Leídos de un tirón, los once relatos no dan la idea de una unidad formal cerrada, todo lo contrario: buscan evadirse de las convenciones harto conocidas que rigen, como base, al cuento clásico. Si parafraseamos la segunda cita de Deleuze que da comienzo al libro, podríamos concebir los textos de Guerra como efectos de escritura separados de sus propias causas, de cierta sustancia realista que sostiene a cualquier relato, aunque no distanciados del acto mismo de escribir. Así, poco importa la naturaleza de la relación entre las dos mujeres del primer cuento, sino más bien la proyección psicosomática que hace Guerra desde su escritura. Los hechos cotidianos (como el recuerdo de un número, la anécdota de una compra de marihuana poco afortunada a un dealer rasta o la mirada de una mujer que sigue a una nena en la calle) sirven como disparadores para que la prosa poética de Guerra devenga en aliteraciones, asociaciones, saltos de párrafo y disrupciones temporales, en fin, para que los textos se construyan como texturas donde la voz poética avanza y se impone por sobre lo que se relata, mientras busca ese difícil contorno de las cosas y no su sentido dramático, es decir, no a los animales iluminados en plena batalla, sino la proyección difusa de sus sombras sobre el blanco del papel. Porque como bien señala Guerra “cuando la vida se detiene frente a un problema, la magnitud del problema es indistinta. La magnitud es proporcional al impacto y a la desesperanza del instante”.
Con un oído bastante diestro para los modismos del habla, la voz que atraviesa La sombra del animal es diversa y conjuga pasado, presente y futuro en un mismo tiempo suspendido, pero que fluye sin límites desde la interioridad de los personajes. En este, y en más de un sentido, puede emparentarse la poética de Guerra con el primer Luis Gusman.

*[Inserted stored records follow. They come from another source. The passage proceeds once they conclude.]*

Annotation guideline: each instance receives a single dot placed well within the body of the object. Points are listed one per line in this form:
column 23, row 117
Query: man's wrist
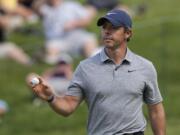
column 50, row 98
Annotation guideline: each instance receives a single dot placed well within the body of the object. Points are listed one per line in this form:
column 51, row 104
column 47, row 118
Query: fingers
column 39, row 86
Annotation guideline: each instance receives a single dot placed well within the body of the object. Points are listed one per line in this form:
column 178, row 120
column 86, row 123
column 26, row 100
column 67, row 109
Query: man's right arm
column 65, row 105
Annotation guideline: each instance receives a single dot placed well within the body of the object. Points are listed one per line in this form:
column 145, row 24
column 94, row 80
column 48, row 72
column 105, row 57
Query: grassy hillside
column 156, row 37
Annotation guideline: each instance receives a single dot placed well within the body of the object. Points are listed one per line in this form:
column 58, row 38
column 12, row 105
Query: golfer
column 114, row 84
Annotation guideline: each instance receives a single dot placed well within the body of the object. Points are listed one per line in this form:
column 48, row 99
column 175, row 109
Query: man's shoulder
column 91, row 60
column 146, row 63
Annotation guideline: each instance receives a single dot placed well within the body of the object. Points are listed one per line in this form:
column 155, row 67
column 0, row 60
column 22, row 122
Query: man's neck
column 117, row 54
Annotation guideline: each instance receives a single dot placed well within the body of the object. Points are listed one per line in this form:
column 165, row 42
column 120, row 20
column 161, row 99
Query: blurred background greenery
column 155, row 36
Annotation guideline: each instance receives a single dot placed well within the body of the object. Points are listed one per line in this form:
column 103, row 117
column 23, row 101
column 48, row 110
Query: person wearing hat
column 114, row 84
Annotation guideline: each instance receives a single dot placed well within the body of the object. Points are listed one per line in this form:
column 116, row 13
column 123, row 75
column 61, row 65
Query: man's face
column 113, row 37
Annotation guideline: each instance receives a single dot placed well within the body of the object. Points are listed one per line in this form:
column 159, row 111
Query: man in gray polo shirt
column 114, row 83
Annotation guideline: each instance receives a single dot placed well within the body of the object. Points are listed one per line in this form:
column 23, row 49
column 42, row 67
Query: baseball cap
column 117, row 18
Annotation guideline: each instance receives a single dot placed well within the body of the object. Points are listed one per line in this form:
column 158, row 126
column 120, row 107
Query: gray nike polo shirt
column 115, row 93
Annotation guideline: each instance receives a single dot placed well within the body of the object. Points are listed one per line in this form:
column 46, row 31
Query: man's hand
column 41, row 89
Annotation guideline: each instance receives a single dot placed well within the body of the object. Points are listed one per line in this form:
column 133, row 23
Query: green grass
column 156, row 37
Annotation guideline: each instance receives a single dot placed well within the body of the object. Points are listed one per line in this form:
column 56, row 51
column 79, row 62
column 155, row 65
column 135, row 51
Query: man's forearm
column 64, row 105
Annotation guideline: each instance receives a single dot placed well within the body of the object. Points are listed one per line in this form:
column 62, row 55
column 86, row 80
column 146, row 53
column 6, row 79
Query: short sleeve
column 76, row 85
column 152, row 93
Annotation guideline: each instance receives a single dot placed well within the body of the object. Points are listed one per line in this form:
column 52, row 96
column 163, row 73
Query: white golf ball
column 35, row 81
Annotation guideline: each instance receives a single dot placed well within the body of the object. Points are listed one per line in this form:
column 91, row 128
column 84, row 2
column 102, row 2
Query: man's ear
column 128, row 33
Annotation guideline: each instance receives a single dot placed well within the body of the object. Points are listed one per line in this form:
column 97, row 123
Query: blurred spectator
column 3, row 108
column 109, row 5
column 16, row 13
column 10, row 50
column 64, row 25
column 103, row 4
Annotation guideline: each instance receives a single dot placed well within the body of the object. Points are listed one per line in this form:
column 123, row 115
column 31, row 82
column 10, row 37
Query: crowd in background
column 66, row 37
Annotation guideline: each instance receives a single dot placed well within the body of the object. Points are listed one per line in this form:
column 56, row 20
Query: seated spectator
column 109, row 5
column 64, row 26
column 10, row 50
column 103, row 4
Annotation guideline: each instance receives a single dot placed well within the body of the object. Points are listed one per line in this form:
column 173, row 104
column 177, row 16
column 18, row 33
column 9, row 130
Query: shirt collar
column 128, row 56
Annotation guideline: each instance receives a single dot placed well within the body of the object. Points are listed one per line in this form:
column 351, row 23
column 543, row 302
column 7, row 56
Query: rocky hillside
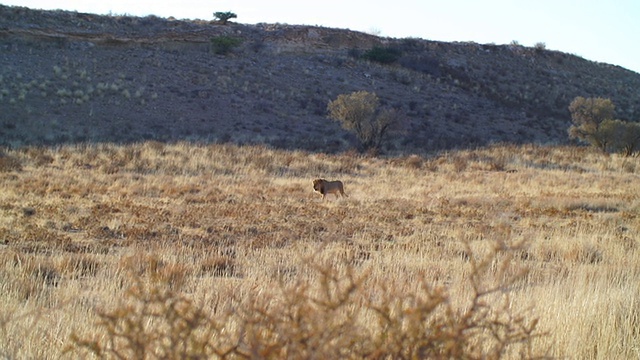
column 73, row 77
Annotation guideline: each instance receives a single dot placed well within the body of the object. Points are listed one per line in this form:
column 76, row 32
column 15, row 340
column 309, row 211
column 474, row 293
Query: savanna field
column 176, row 251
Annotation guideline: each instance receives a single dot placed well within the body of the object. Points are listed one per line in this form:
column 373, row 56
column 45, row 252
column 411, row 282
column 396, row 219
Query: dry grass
column 160, row 250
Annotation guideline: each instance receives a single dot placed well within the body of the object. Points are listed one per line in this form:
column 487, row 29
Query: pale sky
column 604, row 31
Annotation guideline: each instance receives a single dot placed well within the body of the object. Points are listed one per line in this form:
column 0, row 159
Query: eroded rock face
column 72, row 77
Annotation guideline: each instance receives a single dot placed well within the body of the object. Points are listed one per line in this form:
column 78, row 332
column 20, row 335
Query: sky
column 597, row 30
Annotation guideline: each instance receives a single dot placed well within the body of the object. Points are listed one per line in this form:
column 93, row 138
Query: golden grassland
column 182, row 250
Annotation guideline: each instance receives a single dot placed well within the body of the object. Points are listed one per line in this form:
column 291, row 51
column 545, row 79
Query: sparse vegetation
column 462, row 261
column 587, row 115
column 593, row 123
column 222, row 45
column 360, row 112
column 224, row 16
column 383, row 55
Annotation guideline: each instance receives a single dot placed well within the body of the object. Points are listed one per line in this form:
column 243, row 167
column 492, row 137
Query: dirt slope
column 72, row 77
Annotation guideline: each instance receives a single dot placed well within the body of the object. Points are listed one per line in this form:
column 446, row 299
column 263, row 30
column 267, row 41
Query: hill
column 70, row 77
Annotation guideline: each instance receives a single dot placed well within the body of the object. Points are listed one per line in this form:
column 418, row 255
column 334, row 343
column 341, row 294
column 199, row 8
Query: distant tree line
column 594, row 123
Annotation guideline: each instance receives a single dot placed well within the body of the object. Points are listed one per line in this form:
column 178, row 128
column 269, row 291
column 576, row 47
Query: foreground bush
column 334, row 316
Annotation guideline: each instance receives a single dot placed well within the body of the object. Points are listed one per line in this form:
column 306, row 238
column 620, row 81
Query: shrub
column 336, row 316
column 360, row 113
column 623, row 137
column 224, row 16
column 383, row 55
column 540, row 47
column 222, row 45
column 587, row 115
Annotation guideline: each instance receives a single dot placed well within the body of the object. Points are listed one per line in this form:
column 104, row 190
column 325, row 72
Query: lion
column 325, row 187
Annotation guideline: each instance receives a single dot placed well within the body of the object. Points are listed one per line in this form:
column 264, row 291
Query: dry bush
column 340, row 312
column 229, row 231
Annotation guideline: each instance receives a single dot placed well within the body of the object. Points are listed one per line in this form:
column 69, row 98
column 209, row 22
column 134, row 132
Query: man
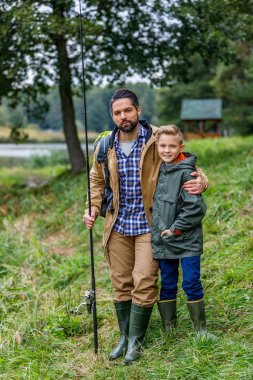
column 133, row 164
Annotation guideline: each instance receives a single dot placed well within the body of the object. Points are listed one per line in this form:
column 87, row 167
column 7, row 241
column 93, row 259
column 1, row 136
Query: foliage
column 45, row 267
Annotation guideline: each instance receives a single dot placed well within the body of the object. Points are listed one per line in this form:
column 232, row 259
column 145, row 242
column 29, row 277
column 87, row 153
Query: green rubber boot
column 123, row 310
column 167, row 310
column 139, row 320
column 197, row 314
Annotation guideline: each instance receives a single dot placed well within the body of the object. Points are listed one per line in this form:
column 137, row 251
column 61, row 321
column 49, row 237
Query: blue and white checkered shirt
column 131, row 219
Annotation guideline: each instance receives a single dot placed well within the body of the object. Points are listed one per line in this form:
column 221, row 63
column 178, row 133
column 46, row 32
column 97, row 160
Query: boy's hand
column 89, row 220
column 167, row 232
column 194, row 186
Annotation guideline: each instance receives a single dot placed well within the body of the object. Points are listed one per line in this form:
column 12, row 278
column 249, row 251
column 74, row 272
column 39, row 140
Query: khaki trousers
column 133, row 270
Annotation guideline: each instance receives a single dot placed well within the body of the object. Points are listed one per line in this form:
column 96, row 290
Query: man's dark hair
column 123, row 93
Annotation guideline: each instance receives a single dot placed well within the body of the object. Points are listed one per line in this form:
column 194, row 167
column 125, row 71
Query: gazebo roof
column 201, row 109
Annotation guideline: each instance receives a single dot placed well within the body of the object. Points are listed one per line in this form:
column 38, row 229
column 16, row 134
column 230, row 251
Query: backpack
column 103, row 140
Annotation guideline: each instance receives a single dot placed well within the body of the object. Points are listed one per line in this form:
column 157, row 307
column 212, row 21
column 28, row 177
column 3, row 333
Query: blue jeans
column 191, row 278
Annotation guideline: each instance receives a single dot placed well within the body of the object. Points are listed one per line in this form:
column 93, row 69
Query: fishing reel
column 89, row 302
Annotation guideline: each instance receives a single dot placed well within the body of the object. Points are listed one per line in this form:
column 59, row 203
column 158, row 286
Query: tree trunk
column 76, row 155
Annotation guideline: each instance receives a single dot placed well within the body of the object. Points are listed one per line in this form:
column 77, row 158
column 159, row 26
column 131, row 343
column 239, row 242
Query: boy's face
column 169, row 148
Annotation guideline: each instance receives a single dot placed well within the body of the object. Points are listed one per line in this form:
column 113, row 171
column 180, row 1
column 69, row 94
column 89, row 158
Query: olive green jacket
column 175, row 209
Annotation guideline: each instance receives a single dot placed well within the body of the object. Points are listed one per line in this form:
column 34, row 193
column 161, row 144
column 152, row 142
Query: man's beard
column 128, row 126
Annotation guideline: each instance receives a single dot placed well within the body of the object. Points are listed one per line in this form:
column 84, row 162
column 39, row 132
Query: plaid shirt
column 131, row 219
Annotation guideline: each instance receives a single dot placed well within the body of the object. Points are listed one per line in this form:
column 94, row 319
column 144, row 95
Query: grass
column 45, row 269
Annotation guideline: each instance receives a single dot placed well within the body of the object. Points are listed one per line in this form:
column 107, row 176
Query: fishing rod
column 90, row 295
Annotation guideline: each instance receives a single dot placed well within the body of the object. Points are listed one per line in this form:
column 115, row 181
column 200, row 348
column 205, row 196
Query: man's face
column 125, row 115
column 169, row 148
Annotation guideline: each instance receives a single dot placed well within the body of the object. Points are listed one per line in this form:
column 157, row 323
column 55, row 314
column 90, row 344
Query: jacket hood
column 188, row 163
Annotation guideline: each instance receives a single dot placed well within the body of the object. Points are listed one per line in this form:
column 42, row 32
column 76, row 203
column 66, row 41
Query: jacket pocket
column 168, row 198
column 176, row 244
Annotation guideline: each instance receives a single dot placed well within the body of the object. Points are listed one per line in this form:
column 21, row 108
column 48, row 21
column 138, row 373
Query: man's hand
column 194, row 186
column 89, row 220
column 167, row 232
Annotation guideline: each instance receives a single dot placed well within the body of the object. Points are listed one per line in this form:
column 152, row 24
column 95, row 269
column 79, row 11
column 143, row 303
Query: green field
column 45, row 269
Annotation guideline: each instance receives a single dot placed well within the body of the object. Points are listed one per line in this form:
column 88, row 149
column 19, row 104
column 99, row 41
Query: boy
column 177, row 231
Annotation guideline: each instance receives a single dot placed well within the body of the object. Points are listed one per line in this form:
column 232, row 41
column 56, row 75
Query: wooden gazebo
column 201, row 117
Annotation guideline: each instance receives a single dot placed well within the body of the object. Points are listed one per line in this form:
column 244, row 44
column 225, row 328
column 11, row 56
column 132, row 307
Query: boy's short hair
column 170, row 130
column 123, row 93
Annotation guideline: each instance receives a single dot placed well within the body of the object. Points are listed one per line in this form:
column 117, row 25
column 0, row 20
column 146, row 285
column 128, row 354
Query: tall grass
column 45, row 268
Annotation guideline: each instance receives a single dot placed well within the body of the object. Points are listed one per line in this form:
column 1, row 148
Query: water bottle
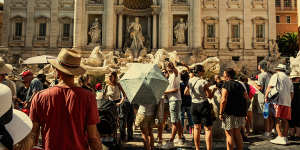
column 266, row 110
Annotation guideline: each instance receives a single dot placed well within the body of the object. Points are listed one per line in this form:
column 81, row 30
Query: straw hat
column 15, row 124
column 294, row 74
column 5, row 68
column 68, row 61
column 281, row 67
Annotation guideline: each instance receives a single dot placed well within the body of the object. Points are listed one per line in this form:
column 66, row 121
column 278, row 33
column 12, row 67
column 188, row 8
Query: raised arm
column 94, row 138
column 223, row 103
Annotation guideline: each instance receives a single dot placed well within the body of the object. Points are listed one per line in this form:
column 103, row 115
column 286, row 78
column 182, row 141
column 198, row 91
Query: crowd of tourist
column 65, row 115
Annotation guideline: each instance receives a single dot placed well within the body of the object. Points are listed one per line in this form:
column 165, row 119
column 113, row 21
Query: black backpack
column 108, row 117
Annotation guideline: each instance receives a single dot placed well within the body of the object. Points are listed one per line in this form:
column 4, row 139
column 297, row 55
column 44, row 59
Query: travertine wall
column 283, row 27
column 223, row 13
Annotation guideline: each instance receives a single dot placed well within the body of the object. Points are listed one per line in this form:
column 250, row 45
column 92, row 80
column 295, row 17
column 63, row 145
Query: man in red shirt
column 67, row 115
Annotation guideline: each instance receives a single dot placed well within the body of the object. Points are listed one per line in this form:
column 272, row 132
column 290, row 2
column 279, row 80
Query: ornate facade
column 225, row 28
column 286, row 16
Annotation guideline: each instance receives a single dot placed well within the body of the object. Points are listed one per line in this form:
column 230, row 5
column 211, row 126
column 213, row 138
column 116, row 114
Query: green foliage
column 97, row 79
column 289, row 44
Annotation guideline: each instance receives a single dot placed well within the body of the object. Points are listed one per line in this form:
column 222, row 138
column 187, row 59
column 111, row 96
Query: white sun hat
column 281, row 67
column 14, row 125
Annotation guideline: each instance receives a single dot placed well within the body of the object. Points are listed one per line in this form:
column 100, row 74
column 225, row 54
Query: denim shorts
column 175, row 110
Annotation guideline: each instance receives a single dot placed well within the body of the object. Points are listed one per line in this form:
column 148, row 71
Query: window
column 259, row 59
column 18, row 31
column 66, row 30
column 236, row 58
column 211, row 32
column 278, row 37
column 235, row 33
column 260, row 33
column 277, row 19
column 43, row 29
column 288, row 19
column 287, row 3
column 278, row 3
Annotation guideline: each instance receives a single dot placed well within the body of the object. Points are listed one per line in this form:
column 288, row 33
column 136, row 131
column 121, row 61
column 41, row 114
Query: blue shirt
column 35, row 86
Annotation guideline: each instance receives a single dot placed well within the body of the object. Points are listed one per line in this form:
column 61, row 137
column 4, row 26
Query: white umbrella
column 144, row 84
column 38, row 60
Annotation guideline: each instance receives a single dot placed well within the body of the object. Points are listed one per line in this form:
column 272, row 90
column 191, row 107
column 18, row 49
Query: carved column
column 109, row 24
column 30, row 24
column 298, row 11
column 281, row 4
column 79, row 11
column 154, row 36
column 149, row 27
column 293, row 4
column 197, row 33
column 6, row 24
column 54, row 25
column 120, row 34
column 164, row 24
column 272, row 20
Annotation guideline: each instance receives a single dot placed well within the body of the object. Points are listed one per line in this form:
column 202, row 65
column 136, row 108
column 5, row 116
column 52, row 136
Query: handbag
column 273, row 95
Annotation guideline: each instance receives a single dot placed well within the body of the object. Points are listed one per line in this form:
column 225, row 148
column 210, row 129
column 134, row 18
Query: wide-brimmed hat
column 68, row 61
column 5, row 68
column 14, row 125
column 294, row 74
column 281, row 67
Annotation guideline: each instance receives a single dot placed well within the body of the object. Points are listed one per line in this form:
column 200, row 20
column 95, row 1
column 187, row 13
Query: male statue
column 136, row 34
column 179, row 31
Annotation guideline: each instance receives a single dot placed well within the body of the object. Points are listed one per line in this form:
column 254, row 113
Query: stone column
column 109, row 24
column 54, row 24
column 149, row 27
column 120, row 33
column 293, row 4
column 79, row 11
column 196, row 26
column 164, row 24
column 154, row 36
column 281, row 4
column 6, row 24
column 298, row 11
column 272, row 20
column 30, row 24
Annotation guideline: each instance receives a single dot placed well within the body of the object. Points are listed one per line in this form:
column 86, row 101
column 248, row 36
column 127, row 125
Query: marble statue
column 136, row 35
column 179, row 31
column 95, row 32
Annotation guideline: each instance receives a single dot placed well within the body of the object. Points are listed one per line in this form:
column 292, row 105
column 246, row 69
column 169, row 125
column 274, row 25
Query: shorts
column 144, row 121
column 250, row 103
column 166, row 108
column 283, row 112
column 201, row 113
column 232, row 122
column 175, row 110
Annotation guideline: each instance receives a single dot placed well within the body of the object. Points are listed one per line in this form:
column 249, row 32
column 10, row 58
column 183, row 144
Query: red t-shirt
column 64, row 114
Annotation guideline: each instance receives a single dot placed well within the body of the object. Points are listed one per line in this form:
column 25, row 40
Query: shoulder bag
column 273, row 95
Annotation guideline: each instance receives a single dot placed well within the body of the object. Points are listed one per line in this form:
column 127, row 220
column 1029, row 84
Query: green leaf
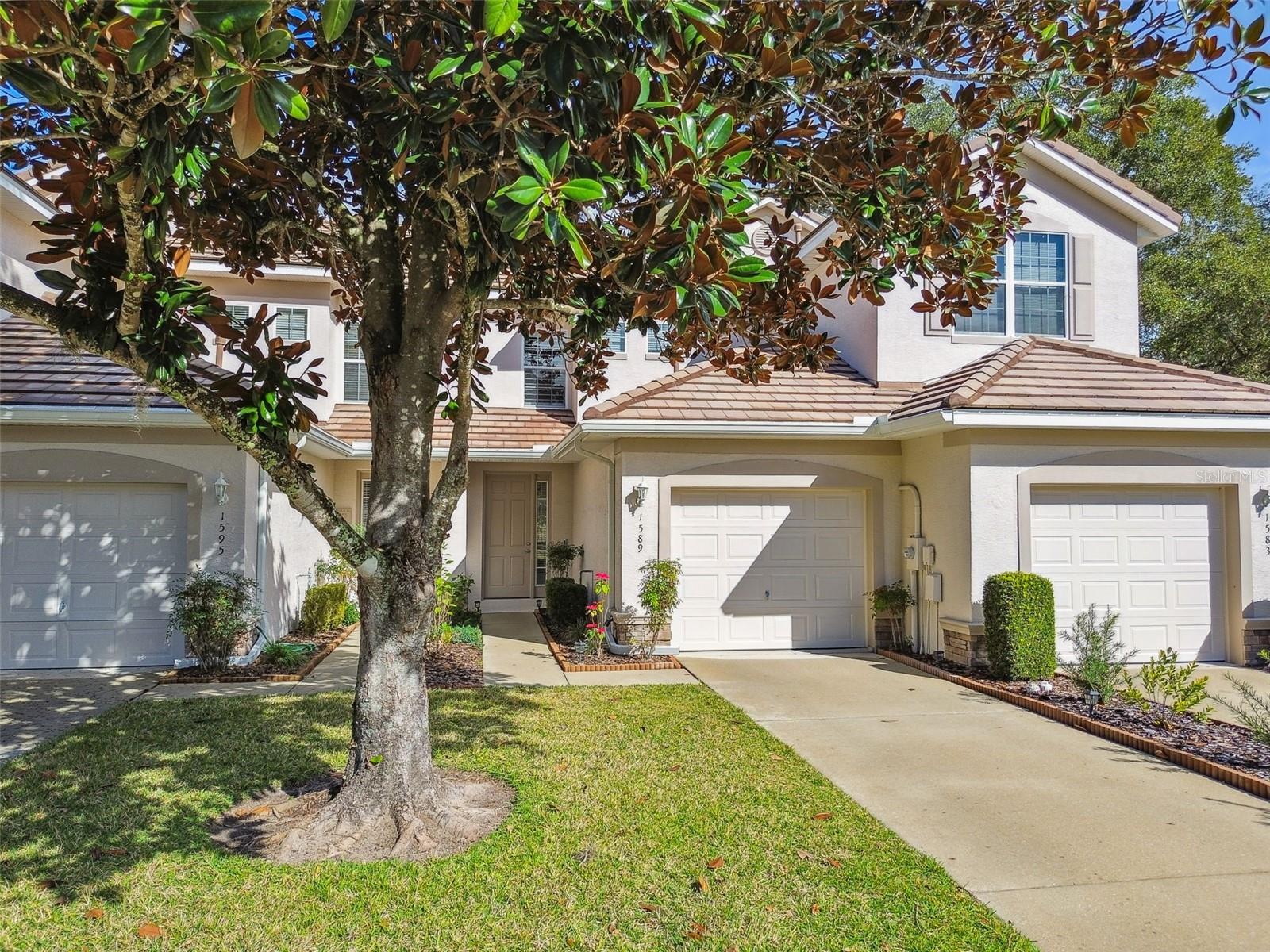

Sobre todo por el hecho de concebir la escritura en estado puro, sin cláusulas predeterminadas (pero inventando las propias), que siempre termina viajando sin escalas al pasado, a la infancia, a ese estado aparentemente puro e ilusorio, donde las clasificaciones se derriten al calor del olvido y el escritor trata de evocar, a partir de su propia impotencia e imposibilidad, escribiendo desde “aquel lugar donde la lengua no sabe soltarse”. Pero a pesar de que la lengua no sepa soltarse, y (parafraseando ahora la tercera cita que hace de Deleuze) a pesar de que la escritura pareciera ser una pasión triste propia de la impotencia, la voz poética de Guerra lo hace igual, escribe, avanza, por eso, porque sí.